Delfi: Мы беседуем с вами накануне премьеры вашей постановки по вашей же пьесе "Пьяные" - по-литовски "Girti". Интервью выйдет в эфир уже после премьеры, но начнем разговор о новом спектакле как об информационном поводе для нашей встречи в студии Delfi.
Как бы вы представили короткую аннотацию, о чем эта пьеса?
Иван Вырыпаев: В этой пьесе, во-первых, все пьяные, от самого начала до самого конца, на протяжении двух актов. Спектакль идет без антракта, но он в двух актах.
Герои пьесы все пьяные, и они говорят о том, о чем, может быть, сами не очень хорошо понимают. Но очень хорошо понимает зритель. Наверное, это пьеса о Боге. Если вкратце, то так.
В этом спектакле, по меркам современных пьес, много героев. Сейчас мало пьес, в которых 14 персонажей. И в спектакле восемь ситуаций.
Персонажи социально очень важные, там и менеджеры, и банкиры, и молодежь. В общем представлены разные слои общества. И через них говорится о социальной проблеме.

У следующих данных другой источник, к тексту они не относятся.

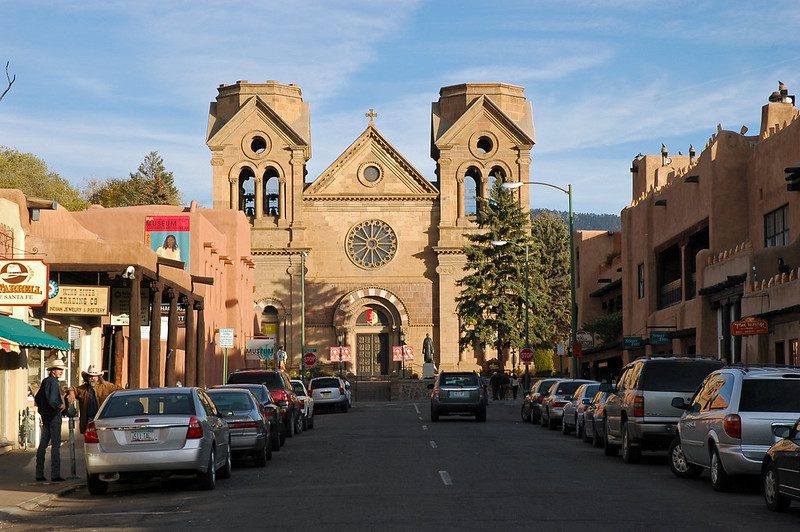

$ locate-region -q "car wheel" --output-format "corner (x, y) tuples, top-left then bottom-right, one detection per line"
(431, 408), (440, 422)
(476, 406), (487, 422)
(710, 446), (732, 492)
(253, 442), (268, 467)
(621, 423), (641, 464)
(198, 448), (216, 490)
(286, 414), (295, 438)
(547, 410), (557, 430)
(540, 410), (547, 427)
(271, 427), (281, 451)
(307, 412), (314, 430)
(591, 420), (603, 448)
(764, 461), (791, 512)
(295, 412), (304, 434)
(86, 473), (108, 496)
(218, 442), (232, 479)
(521, 404), (531, 422)
(669, 438), (702, 479)
(576, 418), (584, 440)
(561, 416), (571, 435)
(278, 425), (286, 447)
(603, 420), (618, 456)
(341, 401), (349, 413)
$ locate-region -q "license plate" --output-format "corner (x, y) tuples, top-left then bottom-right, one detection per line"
(322, 391), (331, 397)
(131, 430), (156, 442)
(451, 391), (468, 398)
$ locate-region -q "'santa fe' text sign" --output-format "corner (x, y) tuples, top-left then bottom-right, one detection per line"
(0, 260), (48, 306)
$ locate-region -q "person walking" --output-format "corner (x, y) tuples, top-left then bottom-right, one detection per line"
(34, 359), (66, 482)
(68, 365), (122, 434)
(510, 373), (520, 400)
(501, 371), (510, 400)
(489, 371), (501, 400)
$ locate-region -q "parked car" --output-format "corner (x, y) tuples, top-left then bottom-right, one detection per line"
(206, 388), (271, 467)
(761, 417), (800, 512)
(309, 376), (351, 413)
(585, 390), (611, 446)
(562, 382), (600, 436)
(540, 379), (597, 430)
(84, 387), (232, 495)
(227, 369), (302, 437)
(290, 379), (315, 430)
(429, 371), (487, 422)
(669, 366), (800, 491)
(213, 383), (283, 450)
(602, 356), (724, 462)
(520, 378), (559, 424)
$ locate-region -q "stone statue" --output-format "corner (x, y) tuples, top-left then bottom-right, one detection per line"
(422, 333), (434, 364)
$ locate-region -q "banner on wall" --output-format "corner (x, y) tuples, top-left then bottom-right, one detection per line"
(145, 216), (190, 271)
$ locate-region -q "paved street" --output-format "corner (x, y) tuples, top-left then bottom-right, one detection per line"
(3, 400), (799, 531)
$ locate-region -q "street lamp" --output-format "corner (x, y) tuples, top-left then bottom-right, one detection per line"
(502, 180), (578, 378)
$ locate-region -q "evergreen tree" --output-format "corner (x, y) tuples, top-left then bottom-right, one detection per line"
(86, 151), (181, 207)
(528, 212), (571, 347)
(456, 179), (536, 365)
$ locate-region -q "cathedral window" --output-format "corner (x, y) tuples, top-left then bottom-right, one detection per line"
(487, 166), (506, 195)
(346, 220), (398, 269)
(250, 136), (267, 154)
(238, 167), (256, 217)
(263, 167), (280, 217)
(476, 136), (494, 155)
(363, 165), (381, 182)
(464, 166), (481, 216)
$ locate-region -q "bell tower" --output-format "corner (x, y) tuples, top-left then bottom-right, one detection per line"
(206, 80), (311, 245)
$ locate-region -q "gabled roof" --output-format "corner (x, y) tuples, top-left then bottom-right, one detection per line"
(304, 124), (438, 197)
(433, 94), (535, 150)
(206, 95), (309, 154)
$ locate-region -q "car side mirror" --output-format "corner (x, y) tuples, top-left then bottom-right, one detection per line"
(773, 425), (792, 439)
(582, 399), (592, 405)
(427, 383), (434, 390)
(598, 383), (614, 393)
(345, 382), (351, 390)
(671, 397), (689, 410)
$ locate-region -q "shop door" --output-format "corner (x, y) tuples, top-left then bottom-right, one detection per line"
(356, 333), (389, 376)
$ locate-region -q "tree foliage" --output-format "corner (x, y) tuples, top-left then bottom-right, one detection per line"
(456, 179), (537, 364)
(533, 347), (555, 374)
(528, 212), (571, 347)
(0, 147), (87, 210)
(582, 311), (622, 346)
(86, 151), (180, 207)
(532, 208), (620, 232)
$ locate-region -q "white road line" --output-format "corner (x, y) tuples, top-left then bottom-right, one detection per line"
(429, 440), (437, 448)
(439, 470), (452, 486)
(413, 403), (420, 414)
(418, 416), (423, 421)
(422, 425), (428, 431)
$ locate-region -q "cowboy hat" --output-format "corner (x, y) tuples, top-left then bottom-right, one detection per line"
(46, 360), (66, 371)
(81, 364), (105, 379)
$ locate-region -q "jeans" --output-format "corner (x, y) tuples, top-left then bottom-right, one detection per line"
(35, 415), (62, 479)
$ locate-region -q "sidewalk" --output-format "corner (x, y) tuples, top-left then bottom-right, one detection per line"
(0, 429), (85, 514)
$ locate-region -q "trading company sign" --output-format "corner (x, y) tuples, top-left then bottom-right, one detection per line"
(48, 285), (110, 316)
(0, 259), (48, 306)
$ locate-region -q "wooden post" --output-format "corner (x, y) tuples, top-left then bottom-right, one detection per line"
(165, 288), (179, 387)
(113, 327), (124, 387)
(148, 281), (163, 388)
(196, 302), (206, 387)
(128, 276), (142, 389)
(184, 295), (196, 387)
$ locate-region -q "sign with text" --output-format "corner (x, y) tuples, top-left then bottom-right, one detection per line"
(246, 338), (275, 361)
(520, 347), (534, 364)
(731, 316), (769, 336)
(649, 330), (672, 346)
(218, 328), (235, 349)
(576, 329), (594, 349)
(110, 287), (150, 325)
(623, 336), (645, 349)
(303, 352), (317, 367)
(392, 346), (414, 361)
(145, 216), (191, 271)
(48, 285), (109, 316)
(0, 259), (48, 306)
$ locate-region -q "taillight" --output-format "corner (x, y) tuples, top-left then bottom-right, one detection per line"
(264, 410), (275, 418)
(84, 422), (99, 444)
(299, 399), (305, 407)
(553, 401), (568, 408)
(229, 421), (258, 429)
(186, 417), (203, 439)
(338, 387), (344, 394)
(633, 394), (645, 418)
(723, 414), (741, 439)
(536, 395), (545, 404)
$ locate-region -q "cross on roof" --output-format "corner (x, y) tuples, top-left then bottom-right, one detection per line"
(365, 108), (378, 125)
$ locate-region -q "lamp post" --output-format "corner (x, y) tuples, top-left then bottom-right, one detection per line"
(502, 180), (578, 378)
(300, 251), (307, 381)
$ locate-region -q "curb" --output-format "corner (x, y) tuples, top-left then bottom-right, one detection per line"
(17, 481), (84, 512)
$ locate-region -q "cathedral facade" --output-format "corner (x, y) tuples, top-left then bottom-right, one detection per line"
(206, 81), (535, 376)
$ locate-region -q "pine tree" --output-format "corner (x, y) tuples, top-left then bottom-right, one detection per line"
(130, 151), (180, 205)
(528, 212), (571, 347)
(456, 179), (535, 366)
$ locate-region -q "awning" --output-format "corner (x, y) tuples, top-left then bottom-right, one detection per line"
(0, 315), (70, 351)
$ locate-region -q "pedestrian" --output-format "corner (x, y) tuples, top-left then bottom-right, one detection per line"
(510, 373), (519, 400)
(276, 345), (287, 371)
(34, 359), (66, 482)
(501, 371), (510, 400)
(68, 365), (122, 434)
(489, 371), (501, 400)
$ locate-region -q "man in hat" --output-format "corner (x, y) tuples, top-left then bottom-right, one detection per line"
(34, 359), (66, 482)
(68, 365), (121, 435)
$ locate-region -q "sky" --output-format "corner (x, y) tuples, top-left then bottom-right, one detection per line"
(2, 0), (800, 215)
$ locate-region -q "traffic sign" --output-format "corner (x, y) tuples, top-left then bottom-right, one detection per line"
(303, 352), (317, 367)
(572, 342), (583, 358)
(219, 328), (235, 349)
(520, 347), (534, 363)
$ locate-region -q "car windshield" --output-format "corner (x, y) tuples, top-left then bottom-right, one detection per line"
(555, 381), (584, 395)
(207, 392), (254, 415)
(228, 372), (284, 390)
(537, 380), (557, 394)
(312, 378), (340, 389)
(292, 383), (307, 396)
(638, 360), (723, 392)
(739, 380), (800, 412)
(440, 374), (479, 387)
(583, 384), (599, 397)
(100, 392), (195, 418)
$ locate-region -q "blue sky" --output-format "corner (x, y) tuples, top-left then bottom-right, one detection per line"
(2, 0), (799, 214)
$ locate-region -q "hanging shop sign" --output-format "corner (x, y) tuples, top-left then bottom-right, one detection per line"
(110, 287), (151, 325)
(0, 259), (48, 306)
(649, 330), (672, 346)
(246, 338), (275, 361)
(47, 285), (109, 316)
(623, 336), (645, 349)
(731, 316), (769, 336)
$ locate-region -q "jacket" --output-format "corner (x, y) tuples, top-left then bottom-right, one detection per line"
(73, 378), (121, 433)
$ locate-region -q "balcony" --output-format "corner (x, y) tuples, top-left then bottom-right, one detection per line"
(658, 278), (682, 309)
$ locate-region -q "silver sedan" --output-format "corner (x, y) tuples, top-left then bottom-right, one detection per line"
(207, 388), (271, 467)
(84, 387), (232, 495)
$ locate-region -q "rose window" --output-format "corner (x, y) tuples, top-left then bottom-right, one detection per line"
(346, 220), (397, 269)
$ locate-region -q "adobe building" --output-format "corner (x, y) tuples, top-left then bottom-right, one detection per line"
(206, 80), (535, 375)
(620, 83), (800, 365)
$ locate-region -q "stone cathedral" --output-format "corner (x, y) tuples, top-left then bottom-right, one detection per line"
(206, 81), (535, 376)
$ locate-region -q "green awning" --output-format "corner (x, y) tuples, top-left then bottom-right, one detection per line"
(0, 315), (70, 351)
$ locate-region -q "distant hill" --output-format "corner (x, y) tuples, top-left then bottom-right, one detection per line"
(532, 209), (621, 232)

"Пьяные" - это комедия, и мы надеемся, что, прежде всего, это смешно.
Вчера у нас был генеральный прогон спектакля, был полный зал зрителей, и им было смешно. Я очень надеюсь, что будет смешно всегда. Хотя это зависит от нас, конечно, от того, как мы будем играть.
- Вы выступаете в двух ипостасях - как автор пьесы и режиссёр спектакля. Каково это - сочетать две таких роли?
- Я занимаюсь этим уже больше 20 лет, - и пишу, и ставлю. И большинство моих постановок – по моим пьесам, правда, иногда случается ставить пьесы и других авторов. Перед войной, например, я ставил Чехова.
Вообще-то это нормальная практика, и это традиция, которая сейчас, наверное, прервана.
Если вы вспомните, - ни в коем случае я себя не сравниваю, - но просто факт, что и Мольер, и Шекспир, и вообще до ХХ века в основном все драматурги были или актерами, или как-то связаны с театром. В давние времена режиссеров не было. Например, Хенрик Юхан Ибсен, норвежский драматург, основатель «новой драмы» - периода в европейской драматургии конца ХIХ-начала ХХ века, - руководил театром.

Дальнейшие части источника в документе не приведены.